Finding: the local private key and cert can be used by manually changing signingkeys.json. https://notaryproject.dev/docs/how-to/notation-config-file/#sample-of-signingkeysjson

So the core functionality is already there and there is just no relevant CLI command. So the question becomes, do you think it is valuable to add CLI command for this so users don't have to manually chagne the signingkeys.json?

yizha1 commented 1 year ago

@ningziwen It is valuable to support signing with local private key, and use CLI command for better UX. The concern is more about how we can safely use the local private key. For example, how to protect the local key? If the local key is compromised, what mitigation could we take? It's better to consider the security threats that using local private key must face. Local key support is also on the roadmap, check this issue https://github.com/notaryproject/roadmap/issues/44. If it is OK for you, I will invite you to the community meeting to discuss your solution to this issue.

ningziwen commented 1 year ago

@yizha1 Yeah sounds good. It may take some time to prepare the doc. Is it a place to sign up the community meeting agenda by myself? If not, I will ping you when I'm ready.

yizha1 commented 1 year ago

@ningziwen You can ping me when you are ready. The community meeting schedule can be found here https://www.cncf.io/calendar/.

CalebSchwartz commented 1 year ago

We are utilizing an ADO pipeline and are wanting to sign our images (among other artifacts) utilizing notation. We would like to be able to load the x509 certificate and key from ADO's secure files during our CI/CD pipeline. Today you can load the certiifcate using notation certificate add and would like that same functionality to exist for notation key add instead of requiring use of a plugin.

FeynmanZhou commented 1 year ago

I have a similar feature to this one.

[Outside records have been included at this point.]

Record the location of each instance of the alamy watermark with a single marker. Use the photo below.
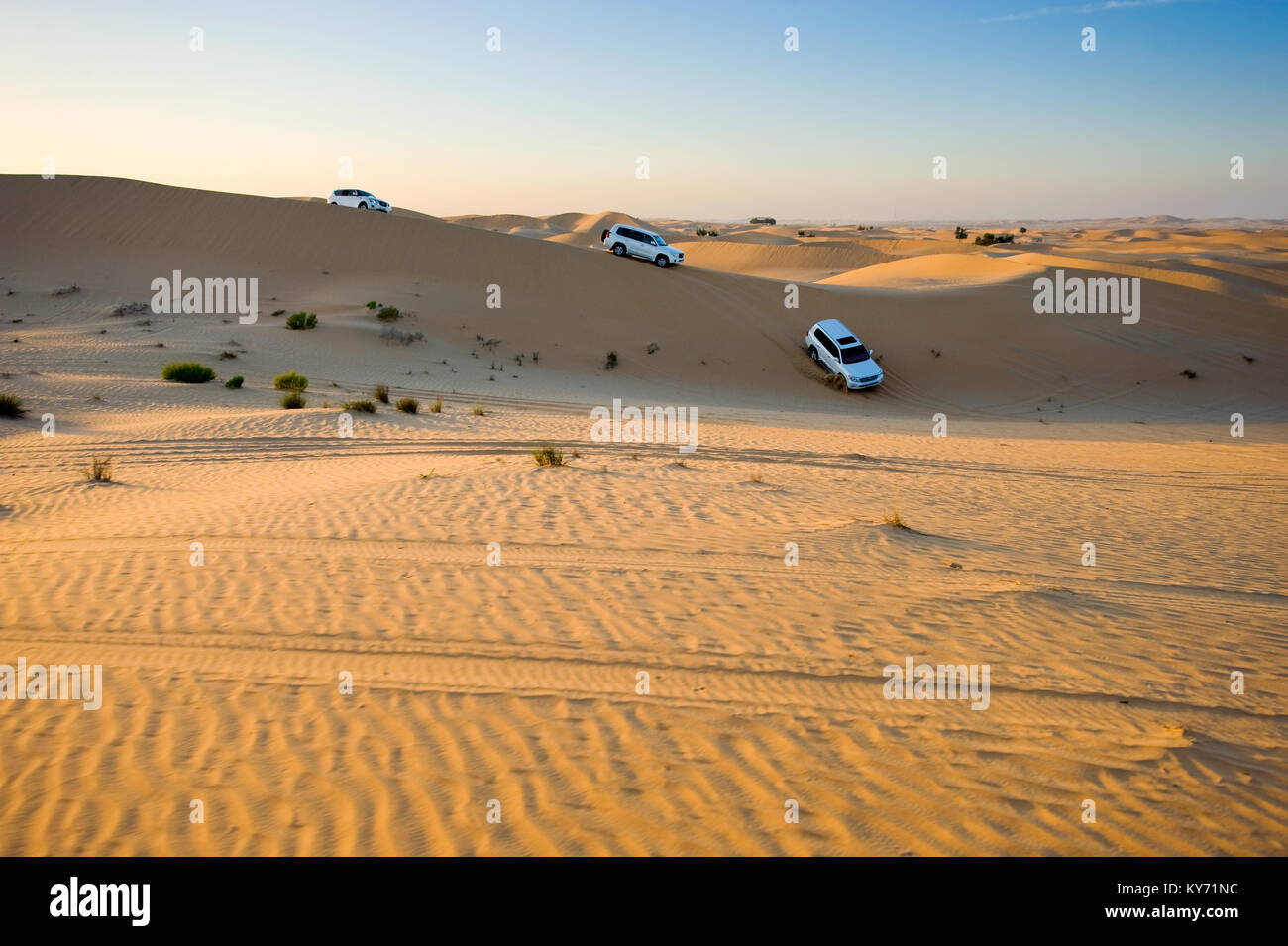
(913, 681)
(193, 296)
(1078, 296)
(26, 681)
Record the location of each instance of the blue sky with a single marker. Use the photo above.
(842, 129)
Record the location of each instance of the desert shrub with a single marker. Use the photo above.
(291, 382)
(99, 470)
(548, 456)
(11, 405)
(990, 239)
(836, 382)
(188, 372)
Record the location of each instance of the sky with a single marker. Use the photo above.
(845, 128)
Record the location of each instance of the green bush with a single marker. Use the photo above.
(990, 239)
(291, 382)
(11, 405)
(548, 456)
(188, 372)
(99, 470)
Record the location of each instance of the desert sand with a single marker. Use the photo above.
(518, 683)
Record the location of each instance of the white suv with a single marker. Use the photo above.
(631, 241)
(838, 351)
(359, 198)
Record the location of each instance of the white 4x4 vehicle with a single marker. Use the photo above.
(359, 198)
(838, 351)
(631, 241)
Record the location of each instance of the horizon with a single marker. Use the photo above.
(853, 119)
(735, 222)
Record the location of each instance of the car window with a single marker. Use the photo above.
(827, 343)
(854, 354)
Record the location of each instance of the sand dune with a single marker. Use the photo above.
(516, 683)
(936, 270)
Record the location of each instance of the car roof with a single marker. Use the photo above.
(636, 227)
(835, 328)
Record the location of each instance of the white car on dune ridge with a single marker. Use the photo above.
(348, 197)
(634, 241)
(840, 352)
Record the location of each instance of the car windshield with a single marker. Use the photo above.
(855, 354)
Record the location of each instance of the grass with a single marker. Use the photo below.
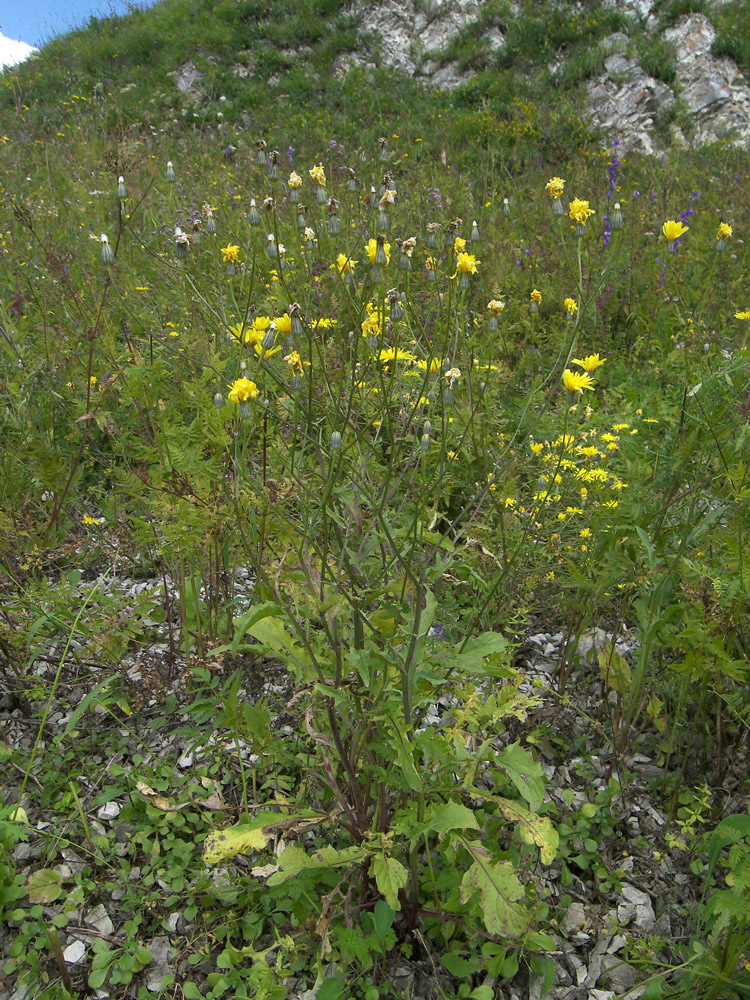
(271, 510)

Linking https://github.com/notaryproject/notation/issues/905

rennerg commented 8 months ago

Any movement on this? Or at least a workaround? We am not able to load certs and keys from a key vault and must pull them from ADO secure files. Specifying the key and cert by file path instead of via a plugin would unblock us.

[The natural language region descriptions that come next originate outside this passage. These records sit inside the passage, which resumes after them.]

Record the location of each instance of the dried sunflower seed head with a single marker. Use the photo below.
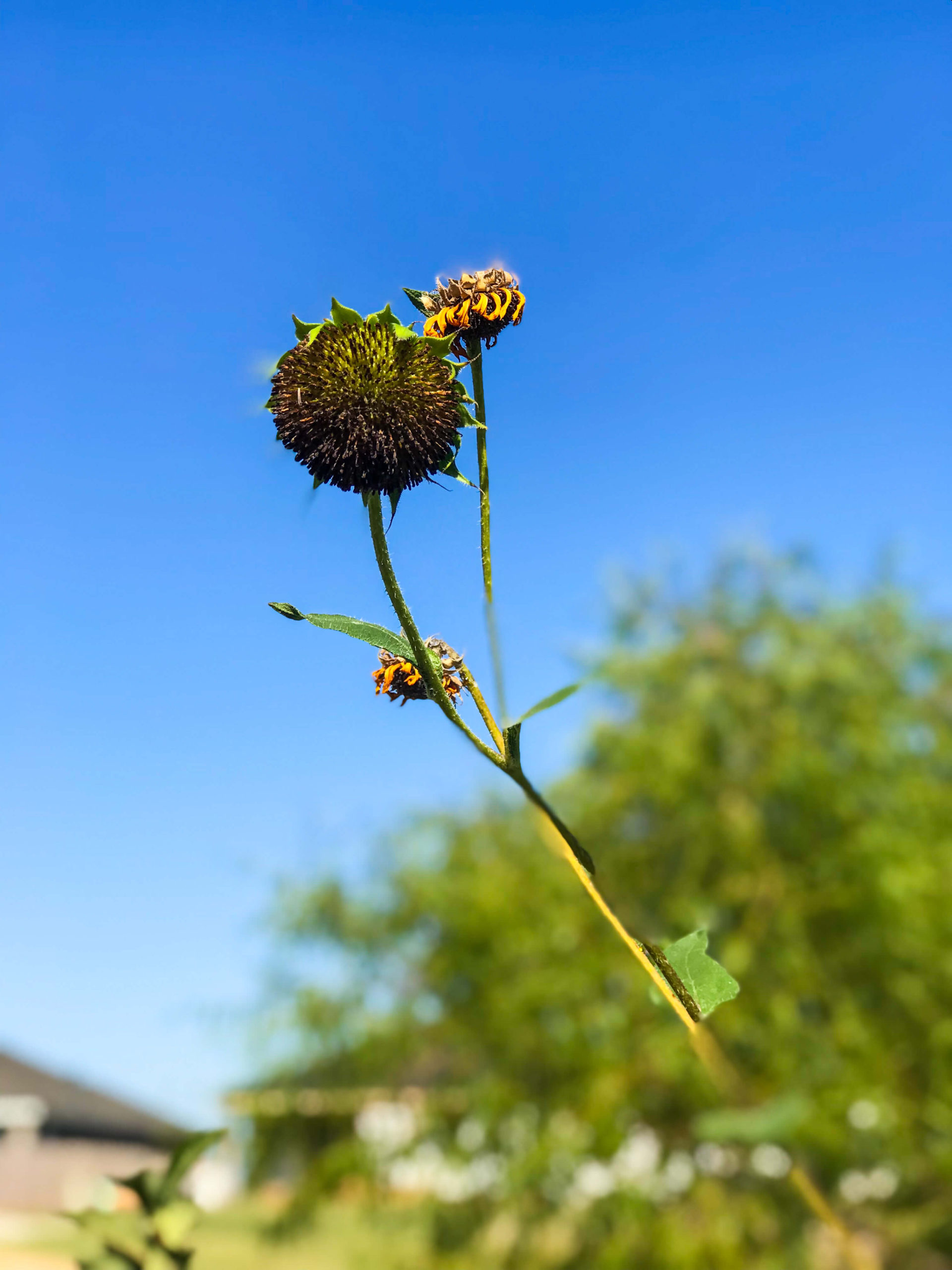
(366, 408)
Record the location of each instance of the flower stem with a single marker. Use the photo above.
(424, 662)
(474, 351)
(474, 690)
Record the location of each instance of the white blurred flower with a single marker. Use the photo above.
(386, 1127)
(470, 1135)
(883, 1183)
(880, 1183)
(852, 1187)
(428, 1173)
(716, 1161)
(638, 1157)
(592, 1180)
(678, 1173)
(770, 1160)
(864, 1114)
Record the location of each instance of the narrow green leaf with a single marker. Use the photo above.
(706, 980)
(416, 299)
(367, 632)
(304, 328)
(184, 1156)
(512, 746)
(450, 469)
(776, 1121)
(342, 317)
(551, 700)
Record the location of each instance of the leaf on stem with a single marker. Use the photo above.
(370, 633)
(551, 700)
(706, 980)
(776, 1121)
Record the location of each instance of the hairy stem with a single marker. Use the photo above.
(424, 662)
(474, 351)
(474, 690)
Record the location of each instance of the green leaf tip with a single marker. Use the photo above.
(302, 329)
(776, 1121)
(551, 700)
(287, 611)
(343, 317)
(706, 980)
(416, 299)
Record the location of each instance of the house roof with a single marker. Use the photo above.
(75, 1110)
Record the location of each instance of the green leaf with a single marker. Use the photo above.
(175, 1222)
(512, 746)
(304, 328)
(706, 980)
(551, 700)
(184, 1156)
(342, 317)
(416, 299)
(776, 1121)
(148, 1185)
(450, 469)
(367, 632)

yizha1 commented 8 months ago

@rennerg this enhancement is not planned in near milestones. A workaround (not recommended for production) is to update configuration file named signingkeys.json with similar configuration as following. This file is under {NOTATION_CONFIG}. See Notation directory structure.

{
    "default": "<Your_Name>",
    "keys": [
        {
            "name": "<Your_Name>",
            "keyPath": "<Absolute_path_key>",
            "certPath": "<Aboslute_path_cert>"
        }
    ]
}

You should be able to list the key you just added

notation key ls

As the key is set as default key, so you can use notation sign directly, for example

notation sign $image

if you added multiple keys and you want to use a different key, you can use the following command:

notation sign $image --key <KEY_NAME>

Please give it a try and let me know whether it works or not.